L’art 1676 c.c. recita testualmente: “Coloro che, alle dipendenze dell’appaltatore, hanno dato la loro attività per eseguire l’opera o per prestare il servizio possono proporre azione diretta contro il committente per conseguire quanto è loro dovuto, fino alla concorrenza del debito che il committente ha verso l’appaltatore nel tempo in cui essi propongono la domanda”.
La norma appena richiamata prevede, dunque, che il committente è tenuto a pagare direttamente gli ausiliari dell’appaltatore nei limiti di quanto dovuto all’appaltatore stesso per l’esecuzione dell’opera.
Va però detto che i soggetti legittimati a proporre l’azione di cui all’art. 1676 c.c. sono solo coloro che hanno prestato la propria attività alle dipendenze dell’appaltatore, restando perciò esclusi il subappaltatore, il libero professionista o il prestatore d’opera.

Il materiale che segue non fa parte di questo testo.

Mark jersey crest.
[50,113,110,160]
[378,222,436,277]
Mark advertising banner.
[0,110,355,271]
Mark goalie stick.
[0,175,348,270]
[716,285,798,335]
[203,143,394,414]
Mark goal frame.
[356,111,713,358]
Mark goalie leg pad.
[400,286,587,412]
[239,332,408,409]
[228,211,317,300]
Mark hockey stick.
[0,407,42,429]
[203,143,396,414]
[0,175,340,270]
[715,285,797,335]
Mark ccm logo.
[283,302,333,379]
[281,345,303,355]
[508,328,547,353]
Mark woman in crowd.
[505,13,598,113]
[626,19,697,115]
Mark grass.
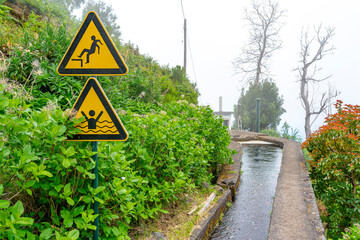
[131,187,218,240]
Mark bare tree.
[296,25,339,138]
[233,0,285,86]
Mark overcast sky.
[109,0,360,139]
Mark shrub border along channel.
[190,130,326,240]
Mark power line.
[180,0,197,87]
[180,0,186,19]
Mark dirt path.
[261,137,325,240]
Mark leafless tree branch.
[233,0,285,84]
[295,24,339,137]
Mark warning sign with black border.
[57,12,128,76]
[68,78,128,141]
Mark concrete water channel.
[210,141,282,240]
[189,130,326,240]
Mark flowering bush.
[303,101,360,238]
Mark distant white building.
[214,97,234,130]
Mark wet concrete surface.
[211,146,282,240]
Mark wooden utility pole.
[184,18,186,74]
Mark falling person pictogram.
[78,35,103,63]
[81,110,104,129]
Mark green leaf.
[40,228,53,239]
[0,200,10,209]
[66,197,75,206]
[94,197,104,204]
[38,170,53,177]
[15,217,34,225]
[67,229,80,240]
[64,183,71,197]
[94,186,106,195]
[12,201,24,218]
[25,180,36,188]
[73,205,85,217]
[61,158,70,168]
[25,189,32,196]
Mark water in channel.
[210,146,282,240]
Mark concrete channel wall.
[190,131,326,240]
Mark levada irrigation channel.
[210,146,282,240]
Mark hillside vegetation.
[0,0,231,239]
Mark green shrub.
[0,81,231,239]
[303,101,360,238]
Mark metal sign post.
[92,141,99,240]
[57,11,129,240]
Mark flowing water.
[211,146,282,240]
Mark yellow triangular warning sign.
[68,78,128,141]
[57,12,128,76]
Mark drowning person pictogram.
[78,35,103,63]
[81,110,104,129]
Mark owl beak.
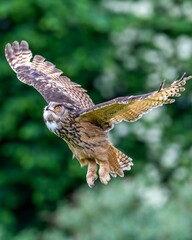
[45,106,54,112]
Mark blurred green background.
[0,0,192,240]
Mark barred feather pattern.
[5,41,94,109]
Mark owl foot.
[86,161,98,188]
[86,175,98,188]
[99,162,111,185]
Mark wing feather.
[78,76,192,130]
[5,41,94,109]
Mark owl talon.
[100,174,111,185]
[87,175,98,188]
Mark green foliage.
[0,0,192,237]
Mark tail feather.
[109,146,133,177]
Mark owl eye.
[54,105,61,111]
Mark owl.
[5,41,192,187]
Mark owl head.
[43,102,75,122]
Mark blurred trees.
[0,0,192,240]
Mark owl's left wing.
[78,76,192,130]
[5,41,93,109]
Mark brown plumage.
[5,41,192,187]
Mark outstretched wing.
[78,76,192,130]
[5,41,94,109]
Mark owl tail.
[109,146,133,177]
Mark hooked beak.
[45,106,54,112]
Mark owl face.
[43,102,68,122]
[43,102,73,135]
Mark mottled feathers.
[5,41,192,187]
[5,41,93,109]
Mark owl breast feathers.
[5,41,192,187]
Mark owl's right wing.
[5,41,94,109]
[78,76,192,130]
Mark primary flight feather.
[5,41,192,187]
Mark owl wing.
[78,76,192,130]
[5,41,94,109]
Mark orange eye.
[55,105,61,111]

A titolo esemplificativo si richiama il seguente principio giurisprudenziale: “l’azione diretta proposta dal dipendente dell’ appaltatore contro il committente per conseguire quanto gli è dovuto, fino alla concorrenza del debito che il committente ha verso l’ appaltatore al momento della proposizione della domanda, è prevista dall’art. 1676 c.c. con riferimento al solo credito maturato dal lavoratore in forza dell’attività svolta per l’esecuzione dell’opera o la prestazione del servizio oggetto dell’appalto, e non anche con riferimento ad ulteriori crediti, pur relativi allo stesso rapporto di lavoro” (Corte di Cassazione, Sez. Lav., 19 novembre 2010 n. 23489).
L’azione proposta ex art. 1676 c.c. non trova ostacolo neppure nell’eventuale sopravvenuto fallimento dell’appaltatore, in quanto si tratta di azione diretta tra terzi rispetto al fallito e, quindi, non soggetta alla disciplina imposta dall’art. 52 Legge Fallimentare, la quale assoggetta alla regola della par condicio creditorum solo le azioni e i diritti contro il fallito.